Two glasses of whisky in a round table, big enough to hold plates but not enough to hold all the cards we’re hiding.
We’ve been playing word games for a while now, not trying to lead the conversation anywhere but hoping we could meet at the same place in the other end of it.
We’re pretending we don’t know what we’re doing , but we do….
The light touch of your hand on my knees, my fingers sliding through yours…
Can we blame the bottle of wine we just had?
I take your face in my hands, and stare deep in your eyes and I talk slowly because my brain is refusing to put words out of my mouth.
You’re looking back at me. In my eyes… and then my lips ; And then we look each other and I’m quite sure the bartender felt like an extra accessory in the room , like an extra button to a well-tailored suit.
You’re well tailored for my soul.
I recognised your soul from many moons ago.
(After all, you said you’re the male version of me.)
I’ve always had a weak spot for strong men. Men that change the room with their presence but I never had met someone who made every single one of those other people disappear, just by standing in front of me.
And yet, there you are.
Your energy is so calm and yet electric.
Gives me peace and troubles at the same time.
Removes the roof of the place, but gives me chills to death…
You’re strong and powerful. But not cold. You’re not distant and you look at me as something you’ve known for quite some times. And I feel it.
I felt it in the first 30 seconds when your hand touched my back as I sat down.
I felt so comfortable in your presence that made me wonder if I ever met you before?
Maybe I have. Because right now, when you’re in front of me it feels like all memories of my life that given me same feeling are playing a playback to me …
The day I wore the perfect dress out and a random woman complemented me even though I didn’t meet anyone I knew.
The morning I just straighten my hair but the rain started and a stranger offered his umbrella and saved the day.
The day I woke up at 6 am in an African sunset even though there was no one to share it with, except the ocean.
The night a local helped to find the way in Bangkok even though I was walking around scared.
The day my mom and my dad had a fight but then they both brought ice cream home …
Every single bittersweet memory of mine, came back to life , just right those seconds, when my eyes met yours and the feelings got mixed with alcohol and I was drunk.
You touch my hands, your fingers are now holding mine and in my stomach I don’t have butterflies.

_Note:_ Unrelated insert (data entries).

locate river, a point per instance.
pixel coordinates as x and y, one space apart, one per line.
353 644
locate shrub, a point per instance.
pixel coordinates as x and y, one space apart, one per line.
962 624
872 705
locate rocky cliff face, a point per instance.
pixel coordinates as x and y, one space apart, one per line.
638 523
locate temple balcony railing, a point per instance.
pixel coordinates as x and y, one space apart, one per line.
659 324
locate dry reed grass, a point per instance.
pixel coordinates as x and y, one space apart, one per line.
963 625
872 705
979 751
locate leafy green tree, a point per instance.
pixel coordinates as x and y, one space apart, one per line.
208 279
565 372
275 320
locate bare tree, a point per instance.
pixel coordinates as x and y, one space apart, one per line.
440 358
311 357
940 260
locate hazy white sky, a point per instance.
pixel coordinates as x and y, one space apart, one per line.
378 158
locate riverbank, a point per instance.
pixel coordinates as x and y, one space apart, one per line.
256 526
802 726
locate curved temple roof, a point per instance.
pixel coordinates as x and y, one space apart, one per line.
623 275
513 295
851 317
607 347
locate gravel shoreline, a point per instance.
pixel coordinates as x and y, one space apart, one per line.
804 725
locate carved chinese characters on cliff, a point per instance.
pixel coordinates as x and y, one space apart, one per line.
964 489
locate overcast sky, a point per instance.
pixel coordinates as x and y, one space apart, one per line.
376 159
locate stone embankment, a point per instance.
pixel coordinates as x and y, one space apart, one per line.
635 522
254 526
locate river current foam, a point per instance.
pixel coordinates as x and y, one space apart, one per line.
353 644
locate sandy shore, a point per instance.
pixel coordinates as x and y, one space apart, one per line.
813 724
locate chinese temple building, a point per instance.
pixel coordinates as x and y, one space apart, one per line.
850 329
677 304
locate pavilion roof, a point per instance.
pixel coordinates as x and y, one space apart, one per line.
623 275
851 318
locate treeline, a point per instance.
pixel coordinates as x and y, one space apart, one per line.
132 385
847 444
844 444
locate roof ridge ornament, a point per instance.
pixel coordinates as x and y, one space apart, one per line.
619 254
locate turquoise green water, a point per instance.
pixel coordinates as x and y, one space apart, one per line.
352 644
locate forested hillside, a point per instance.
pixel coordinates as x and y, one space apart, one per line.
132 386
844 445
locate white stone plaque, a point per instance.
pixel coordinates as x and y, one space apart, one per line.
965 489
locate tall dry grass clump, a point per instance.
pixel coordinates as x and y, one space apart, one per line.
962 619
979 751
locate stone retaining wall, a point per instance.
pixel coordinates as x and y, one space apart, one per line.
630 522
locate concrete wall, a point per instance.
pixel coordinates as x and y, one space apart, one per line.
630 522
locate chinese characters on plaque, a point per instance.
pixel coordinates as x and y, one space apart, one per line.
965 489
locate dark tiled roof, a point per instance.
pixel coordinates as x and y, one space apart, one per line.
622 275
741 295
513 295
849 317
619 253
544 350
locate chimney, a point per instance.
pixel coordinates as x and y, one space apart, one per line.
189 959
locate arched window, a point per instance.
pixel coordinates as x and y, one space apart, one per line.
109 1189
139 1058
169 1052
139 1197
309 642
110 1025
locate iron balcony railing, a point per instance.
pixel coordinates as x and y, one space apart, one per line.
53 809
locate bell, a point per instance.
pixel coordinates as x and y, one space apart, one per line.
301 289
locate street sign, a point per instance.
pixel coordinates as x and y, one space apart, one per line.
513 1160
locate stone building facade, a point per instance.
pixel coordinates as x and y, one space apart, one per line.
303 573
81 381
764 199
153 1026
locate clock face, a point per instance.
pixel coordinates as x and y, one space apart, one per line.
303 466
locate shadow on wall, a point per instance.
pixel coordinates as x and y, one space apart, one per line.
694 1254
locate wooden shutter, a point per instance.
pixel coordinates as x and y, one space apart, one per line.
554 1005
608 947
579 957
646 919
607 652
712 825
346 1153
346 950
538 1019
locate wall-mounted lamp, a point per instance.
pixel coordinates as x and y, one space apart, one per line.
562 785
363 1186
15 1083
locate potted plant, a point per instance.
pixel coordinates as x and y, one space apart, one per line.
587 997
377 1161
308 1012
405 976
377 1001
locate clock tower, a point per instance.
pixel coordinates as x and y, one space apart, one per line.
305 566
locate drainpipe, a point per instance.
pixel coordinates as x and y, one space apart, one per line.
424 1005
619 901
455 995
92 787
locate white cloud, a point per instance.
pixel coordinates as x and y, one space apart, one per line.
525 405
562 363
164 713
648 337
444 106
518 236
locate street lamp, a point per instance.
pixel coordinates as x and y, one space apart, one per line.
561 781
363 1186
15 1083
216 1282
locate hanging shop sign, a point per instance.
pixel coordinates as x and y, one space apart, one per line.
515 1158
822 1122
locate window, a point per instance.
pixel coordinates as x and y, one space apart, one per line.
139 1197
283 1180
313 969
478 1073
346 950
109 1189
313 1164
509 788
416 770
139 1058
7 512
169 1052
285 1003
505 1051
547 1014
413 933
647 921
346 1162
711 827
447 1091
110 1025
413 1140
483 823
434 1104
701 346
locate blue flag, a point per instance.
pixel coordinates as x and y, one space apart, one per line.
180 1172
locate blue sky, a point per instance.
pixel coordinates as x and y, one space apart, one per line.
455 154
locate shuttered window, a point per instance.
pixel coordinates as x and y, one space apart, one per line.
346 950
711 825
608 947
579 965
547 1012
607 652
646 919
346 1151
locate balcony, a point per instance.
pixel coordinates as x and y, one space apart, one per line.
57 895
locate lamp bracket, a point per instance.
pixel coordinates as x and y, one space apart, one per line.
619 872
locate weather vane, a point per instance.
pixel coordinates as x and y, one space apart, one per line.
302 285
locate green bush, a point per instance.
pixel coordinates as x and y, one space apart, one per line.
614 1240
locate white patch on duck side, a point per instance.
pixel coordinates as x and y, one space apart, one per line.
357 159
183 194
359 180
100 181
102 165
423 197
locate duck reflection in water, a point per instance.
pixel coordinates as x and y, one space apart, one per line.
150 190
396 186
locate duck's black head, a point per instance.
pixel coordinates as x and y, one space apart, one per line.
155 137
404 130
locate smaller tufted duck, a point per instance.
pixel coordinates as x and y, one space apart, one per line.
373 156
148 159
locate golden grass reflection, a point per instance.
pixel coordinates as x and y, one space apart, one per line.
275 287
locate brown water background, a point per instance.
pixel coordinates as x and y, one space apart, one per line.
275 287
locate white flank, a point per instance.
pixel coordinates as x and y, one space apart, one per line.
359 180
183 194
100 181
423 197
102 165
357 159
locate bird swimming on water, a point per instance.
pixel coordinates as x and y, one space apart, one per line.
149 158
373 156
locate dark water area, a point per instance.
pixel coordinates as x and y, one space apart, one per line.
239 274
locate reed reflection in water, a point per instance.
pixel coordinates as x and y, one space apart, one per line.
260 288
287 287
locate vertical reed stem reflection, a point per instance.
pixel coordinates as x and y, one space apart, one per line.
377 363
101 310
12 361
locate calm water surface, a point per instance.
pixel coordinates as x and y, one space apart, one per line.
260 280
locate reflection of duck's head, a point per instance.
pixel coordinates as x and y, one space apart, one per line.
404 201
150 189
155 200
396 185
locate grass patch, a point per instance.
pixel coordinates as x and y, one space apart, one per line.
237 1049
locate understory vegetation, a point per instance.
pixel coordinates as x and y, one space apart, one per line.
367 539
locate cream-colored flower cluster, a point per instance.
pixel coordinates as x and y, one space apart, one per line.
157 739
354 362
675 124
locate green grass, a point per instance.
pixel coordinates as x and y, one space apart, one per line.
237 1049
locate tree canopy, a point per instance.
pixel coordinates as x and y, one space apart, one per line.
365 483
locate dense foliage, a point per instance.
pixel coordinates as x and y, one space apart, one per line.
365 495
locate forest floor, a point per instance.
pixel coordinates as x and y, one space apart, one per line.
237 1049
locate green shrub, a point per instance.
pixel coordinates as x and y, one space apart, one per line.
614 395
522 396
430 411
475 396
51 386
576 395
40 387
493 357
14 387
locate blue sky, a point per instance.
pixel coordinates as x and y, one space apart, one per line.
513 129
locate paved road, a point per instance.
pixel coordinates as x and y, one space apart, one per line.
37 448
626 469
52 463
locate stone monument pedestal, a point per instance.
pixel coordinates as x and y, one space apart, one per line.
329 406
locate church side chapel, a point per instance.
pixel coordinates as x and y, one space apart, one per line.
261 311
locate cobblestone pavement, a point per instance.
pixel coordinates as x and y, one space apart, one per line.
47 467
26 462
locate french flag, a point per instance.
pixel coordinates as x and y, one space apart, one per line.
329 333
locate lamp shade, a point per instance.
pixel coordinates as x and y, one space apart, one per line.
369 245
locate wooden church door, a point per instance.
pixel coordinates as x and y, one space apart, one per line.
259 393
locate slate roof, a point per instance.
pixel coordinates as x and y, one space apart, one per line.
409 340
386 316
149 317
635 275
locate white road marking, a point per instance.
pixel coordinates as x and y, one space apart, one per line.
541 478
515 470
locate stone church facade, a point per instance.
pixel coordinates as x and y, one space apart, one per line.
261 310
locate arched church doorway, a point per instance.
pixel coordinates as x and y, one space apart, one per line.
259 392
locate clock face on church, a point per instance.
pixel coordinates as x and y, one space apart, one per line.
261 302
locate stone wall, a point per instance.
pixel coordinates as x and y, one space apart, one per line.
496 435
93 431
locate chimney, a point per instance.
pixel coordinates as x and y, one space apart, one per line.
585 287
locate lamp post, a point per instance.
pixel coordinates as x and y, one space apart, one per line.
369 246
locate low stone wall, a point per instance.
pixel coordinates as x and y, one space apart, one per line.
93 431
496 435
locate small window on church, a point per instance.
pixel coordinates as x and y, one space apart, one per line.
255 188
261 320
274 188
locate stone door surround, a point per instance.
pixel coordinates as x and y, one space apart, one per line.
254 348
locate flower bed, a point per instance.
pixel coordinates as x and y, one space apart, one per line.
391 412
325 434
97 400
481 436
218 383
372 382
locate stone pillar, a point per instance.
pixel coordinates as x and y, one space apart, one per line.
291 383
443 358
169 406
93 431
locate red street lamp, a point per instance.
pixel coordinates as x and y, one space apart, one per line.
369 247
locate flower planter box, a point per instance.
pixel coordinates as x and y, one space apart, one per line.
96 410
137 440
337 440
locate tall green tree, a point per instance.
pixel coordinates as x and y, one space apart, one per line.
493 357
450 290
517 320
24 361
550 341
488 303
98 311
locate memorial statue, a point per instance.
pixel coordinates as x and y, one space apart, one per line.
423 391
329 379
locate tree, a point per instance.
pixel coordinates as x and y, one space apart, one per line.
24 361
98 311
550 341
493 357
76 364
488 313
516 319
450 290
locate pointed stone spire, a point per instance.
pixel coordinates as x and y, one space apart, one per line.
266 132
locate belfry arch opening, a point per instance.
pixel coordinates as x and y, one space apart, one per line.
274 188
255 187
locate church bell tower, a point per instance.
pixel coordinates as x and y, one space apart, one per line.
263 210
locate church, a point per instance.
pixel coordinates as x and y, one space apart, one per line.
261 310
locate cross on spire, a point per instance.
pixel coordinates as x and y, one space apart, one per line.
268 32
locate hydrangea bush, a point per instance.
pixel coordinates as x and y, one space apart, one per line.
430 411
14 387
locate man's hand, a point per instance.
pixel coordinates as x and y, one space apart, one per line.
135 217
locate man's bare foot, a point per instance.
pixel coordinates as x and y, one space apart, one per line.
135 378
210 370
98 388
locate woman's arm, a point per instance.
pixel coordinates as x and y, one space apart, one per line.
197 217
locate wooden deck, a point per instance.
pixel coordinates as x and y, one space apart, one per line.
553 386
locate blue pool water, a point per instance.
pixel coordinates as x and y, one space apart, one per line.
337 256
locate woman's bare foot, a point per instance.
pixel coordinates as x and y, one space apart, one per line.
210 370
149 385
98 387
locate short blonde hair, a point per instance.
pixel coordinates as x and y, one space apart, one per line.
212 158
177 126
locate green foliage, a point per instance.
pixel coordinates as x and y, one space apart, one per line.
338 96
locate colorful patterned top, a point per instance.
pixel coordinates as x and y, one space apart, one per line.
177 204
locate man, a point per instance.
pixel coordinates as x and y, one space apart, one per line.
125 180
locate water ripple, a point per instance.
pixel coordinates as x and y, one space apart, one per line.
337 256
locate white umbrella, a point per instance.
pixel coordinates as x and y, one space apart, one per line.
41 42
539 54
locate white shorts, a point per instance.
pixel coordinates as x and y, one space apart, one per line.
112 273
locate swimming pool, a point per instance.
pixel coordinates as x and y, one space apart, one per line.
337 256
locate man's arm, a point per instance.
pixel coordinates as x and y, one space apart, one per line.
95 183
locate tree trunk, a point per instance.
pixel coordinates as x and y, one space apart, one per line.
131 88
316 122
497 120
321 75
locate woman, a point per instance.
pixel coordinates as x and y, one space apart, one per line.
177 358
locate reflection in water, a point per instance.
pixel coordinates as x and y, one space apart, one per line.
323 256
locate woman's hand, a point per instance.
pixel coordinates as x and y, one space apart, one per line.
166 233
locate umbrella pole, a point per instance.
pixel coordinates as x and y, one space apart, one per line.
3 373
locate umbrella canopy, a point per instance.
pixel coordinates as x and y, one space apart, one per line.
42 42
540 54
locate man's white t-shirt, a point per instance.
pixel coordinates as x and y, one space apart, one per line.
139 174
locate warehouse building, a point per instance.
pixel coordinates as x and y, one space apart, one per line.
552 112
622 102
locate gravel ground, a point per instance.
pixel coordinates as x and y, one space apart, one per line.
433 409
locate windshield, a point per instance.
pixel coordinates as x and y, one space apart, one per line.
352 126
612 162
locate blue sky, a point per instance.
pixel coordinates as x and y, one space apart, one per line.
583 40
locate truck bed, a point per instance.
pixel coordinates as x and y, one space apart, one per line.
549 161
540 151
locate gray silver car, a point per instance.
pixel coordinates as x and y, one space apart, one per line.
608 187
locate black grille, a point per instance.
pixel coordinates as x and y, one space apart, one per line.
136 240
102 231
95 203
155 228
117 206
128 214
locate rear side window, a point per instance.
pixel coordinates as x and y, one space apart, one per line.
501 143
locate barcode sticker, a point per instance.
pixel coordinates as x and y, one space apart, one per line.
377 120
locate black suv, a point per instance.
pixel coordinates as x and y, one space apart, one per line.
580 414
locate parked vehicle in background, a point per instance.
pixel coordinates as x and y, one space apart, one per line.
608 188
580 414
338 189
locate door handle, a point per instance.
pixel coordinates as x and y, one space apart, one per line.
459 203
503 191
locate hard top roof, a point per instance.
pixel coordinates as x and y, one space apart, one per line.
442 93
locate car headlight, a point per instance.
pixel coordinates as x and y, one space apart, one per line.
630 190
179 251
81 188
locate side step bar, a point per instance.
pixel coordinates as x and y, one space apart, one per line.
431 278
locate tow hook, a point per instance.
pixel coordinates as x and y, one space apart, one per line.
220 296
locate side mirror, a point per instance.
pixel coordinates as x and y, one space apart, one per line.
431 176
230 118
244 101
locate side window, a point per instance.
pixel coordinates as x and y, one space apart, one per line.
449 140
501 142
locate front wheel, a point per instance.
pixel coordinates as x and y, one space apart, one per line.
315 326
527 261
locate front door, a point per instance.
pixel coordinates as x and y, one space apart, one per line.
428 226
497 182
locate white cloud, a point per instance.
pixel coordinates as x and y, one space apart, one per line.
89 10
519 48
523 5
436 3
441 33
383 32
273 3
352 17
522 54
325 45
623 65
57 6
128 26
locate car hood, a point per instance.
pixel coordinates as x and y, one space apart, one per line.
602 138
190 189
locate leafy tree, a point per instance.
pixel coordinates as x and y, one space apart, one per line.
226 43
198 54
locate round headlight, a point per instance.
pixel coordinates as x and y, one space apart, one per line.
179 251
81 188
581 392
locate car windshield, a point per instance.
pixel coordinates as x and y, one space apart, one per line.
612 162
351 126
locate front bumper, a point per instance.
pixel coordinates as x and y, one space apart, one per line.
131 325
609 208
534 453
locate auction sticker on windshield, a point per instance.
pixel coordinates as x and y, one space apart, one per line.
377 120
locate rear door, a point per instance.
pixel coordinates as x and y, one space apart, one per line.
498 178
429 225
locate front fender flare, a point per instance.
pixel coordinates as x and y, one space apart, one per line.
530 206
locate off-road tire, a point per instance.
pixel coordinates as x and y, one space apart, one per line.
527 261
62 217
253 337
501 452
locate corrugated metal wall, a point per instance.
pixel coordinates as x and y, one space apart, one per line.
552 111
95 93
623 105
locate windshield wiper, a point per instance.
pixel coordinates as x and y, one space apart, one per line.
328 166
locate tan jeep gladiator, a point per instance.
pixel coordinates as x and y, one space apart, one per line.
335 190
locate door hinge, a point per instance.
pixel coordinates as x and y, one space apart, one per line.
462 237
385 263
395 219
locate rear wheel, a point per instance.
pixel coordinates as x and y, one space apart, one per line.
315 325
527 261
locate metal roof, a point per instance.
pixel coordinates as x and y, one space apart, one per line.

I have bees. They’re fighting it all.
They’re screaming and are being loud inside my head now.
What’s so sexy about the forbidden?
Now there are no more hidden cards. We’ve placed them all on the table.
The glasses of whiskey are both empty and the ice cubes are standing still.
You pull me closer, put your scarf around my neck and your hands around my waist.
Is it cold? – you ask.
I smile. Don’t you know the answer? -I think to myself.
I’m being burnt by the fire we’ve just turned on.
It actually feels like the hell’s gates are opened.
You’re a Sin. I’m a Sin.
This whole thing is so damn wrong…
But as you slide your hand on my silk dress,
We both know is sinfully good. And it feels so damn right…
This whole scenario feels like is straight out of a movie.
And the titles are about to come soon.
As my taxi drops me home, in another night alone, in my mind is still a question going on…
What’s so sensual about the forbidden after all?